Because obesity is a major health issue for both animals and humans, and the solutions are likely to be similar in all species. I’ll be exploring One Health in more detail in a future blog, but if you’re interested, you can learn more about the concept here.

 

How do we decide whether a pet is overweight?

There are a range of tools for humans, including waist measurement/weight indices and BMI. However, given the remarkable range of body shapes and sizes even within animal species (compare a 2kg Chihuahua with an 80kg Newfoundland, for example!), these methods aren’t terribly useful. Instead, we use a system called the Body Condition Score, which is an easy way to, quite accurately, estimate the amount of body fat an animal is carrying. Vets and vet nurses are often trained to use a 1-9 scale for cats and dogs, where 1 is emaciated, 4-5 is perfect and 9 is morbidly obese. However, there are also 1-5 scales designed for owners to use, for a range of species, available here.

I’d strongly advise you to download the form for your pet and get used to checking them over using it – and be honest with yourself! If your pet’s a little heavy, now’s the time to do something about it.

 

What are the health benefits of weight loss?

Obese and overweight animals are at an increased risk of a wide range of health problems, including arthritis, respiratory difficulties (especially in short-nosed animals such as Pugs or Persian cats, and pets with tracheal collapse disorder like many small and toy breed dogs), and an increased risk of certain cancers, high blood pressure, diabetes, and, in cats, cystitis. There is also some data suggesting an increased risk of heart and kidney disease, although this is less conclusive than the other health issues. Overall, it is thought that obese animals have a significantly reduced lifespan, compared to those of a healthy-weight (see this summary from Hill’s Pet Food in America, or the great review article from the Vet Record).

 

If they are overweight, how can we approach it?

There are two main drivers – reduced calorie intake and increased calorie expenditure. In other words, eat less, do more!

Eating fewer calories is really important, and there are a number of ways we can do this:

  • Measure out food rather than feeding ad-lib or giving extra.
  • Minimise treats (and ideally, take them out of the food ration for the day).
  • Feed a low-calorie “weight loss”, “reduction” or “metabolic” diet – these are formulated to have low calorie counts, but to feel filling, so the pet doesn’t feel like you’re starving them.

The goal is a weight loss of about 1% per week – much faster and you can risk causing liver problems.

For many years, we have assumed that “dieting” side was far more important – it is very hard, for example, to get an animal to lose weight just by increasing their exercise levels.

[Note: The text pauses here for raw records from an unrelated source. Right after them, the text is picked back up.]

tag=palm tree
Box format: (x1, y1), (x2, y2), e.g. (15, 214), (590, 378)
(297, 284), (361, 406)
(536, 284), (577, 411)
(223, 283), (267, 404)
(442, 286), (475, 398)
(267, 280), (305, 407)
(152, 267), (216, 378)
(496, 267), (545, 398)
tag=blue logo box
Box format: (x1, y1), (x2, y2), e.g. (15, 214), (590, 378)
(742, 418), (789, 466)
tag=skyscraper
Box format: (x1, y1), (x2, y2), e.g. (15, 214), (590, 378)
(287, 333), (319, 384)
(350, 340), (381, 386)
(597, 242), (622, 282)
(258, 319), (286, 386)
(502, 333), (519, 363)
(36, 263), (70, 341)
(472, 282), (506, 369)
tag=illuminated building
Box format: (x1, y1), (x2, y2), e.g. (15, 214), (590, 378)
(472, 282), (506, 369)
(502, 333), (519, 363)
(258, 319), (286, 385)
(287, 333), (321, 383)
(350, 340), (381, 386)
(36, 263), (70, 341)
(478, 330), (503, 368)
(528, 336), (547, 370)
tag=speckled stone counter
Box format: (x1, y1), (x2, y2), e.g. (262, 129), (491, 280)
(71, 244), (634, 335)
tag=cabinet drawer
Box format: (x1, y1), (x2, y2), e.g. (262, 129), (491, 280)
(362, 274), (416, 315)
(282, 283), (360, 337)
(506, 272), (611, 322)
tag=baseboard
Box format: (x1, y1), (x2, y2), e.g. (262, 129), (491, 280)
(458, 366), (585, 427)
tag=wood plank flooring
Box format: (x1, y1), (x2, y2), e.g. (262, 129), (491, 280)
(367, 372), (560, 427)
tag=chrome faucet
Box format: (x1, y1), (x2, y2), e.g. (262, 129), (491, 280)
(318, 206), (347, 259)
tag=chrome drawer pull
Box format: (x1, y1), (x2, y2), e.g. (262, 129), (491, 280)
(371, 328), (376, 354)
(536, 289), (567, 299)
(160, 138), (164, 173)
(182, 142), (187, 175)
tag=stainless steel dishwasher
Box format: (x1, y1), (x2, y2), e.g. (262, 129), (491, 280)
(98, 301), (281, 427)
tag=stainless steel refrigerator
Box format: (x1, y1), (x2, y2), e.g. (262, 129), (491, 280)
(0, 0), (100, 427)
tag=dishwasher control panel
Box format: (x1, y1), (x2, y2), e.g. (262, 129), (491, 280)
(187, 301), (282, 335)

However, we now know that many of the health risks of obesity are still present in apparently skinny but unfit animals (a phenomenon known as “skinny fat” or “sarcopenic obesity” – see the Vet Record article above). As a result, we now believe that both dietary control and increased exercise are vitally important…

And that goes for us as well!

So going for a run with your dog, or playing an active pouncing game with your cat, are actually going to be helpful in managing their weight – but also in improving your mental health, and theirs! The vast majority of dogs are either equally happy, or actually prefer, praise and attention to food according to modern research, and so do not need additional treats to make them happy, when spending time with you is just as effective (and healthier!).

 

Where can I get support?

Your vets – many practices run free weight-clinics to help you manage your pet’s weight. In addition, if your pet is in the “obese” category, or is significantly underweight, I’d strongly suggest that you seek veterinary advice to rule out other health issues. However, the majority of pets can be restored to a healthy weight, with better mental health and fitness, by the application of dietary care and a little extra time – and it’ll probably help you hit your 2018 Resolutions as well!

 

Happy New Year to all our readers, and all the best for 2018!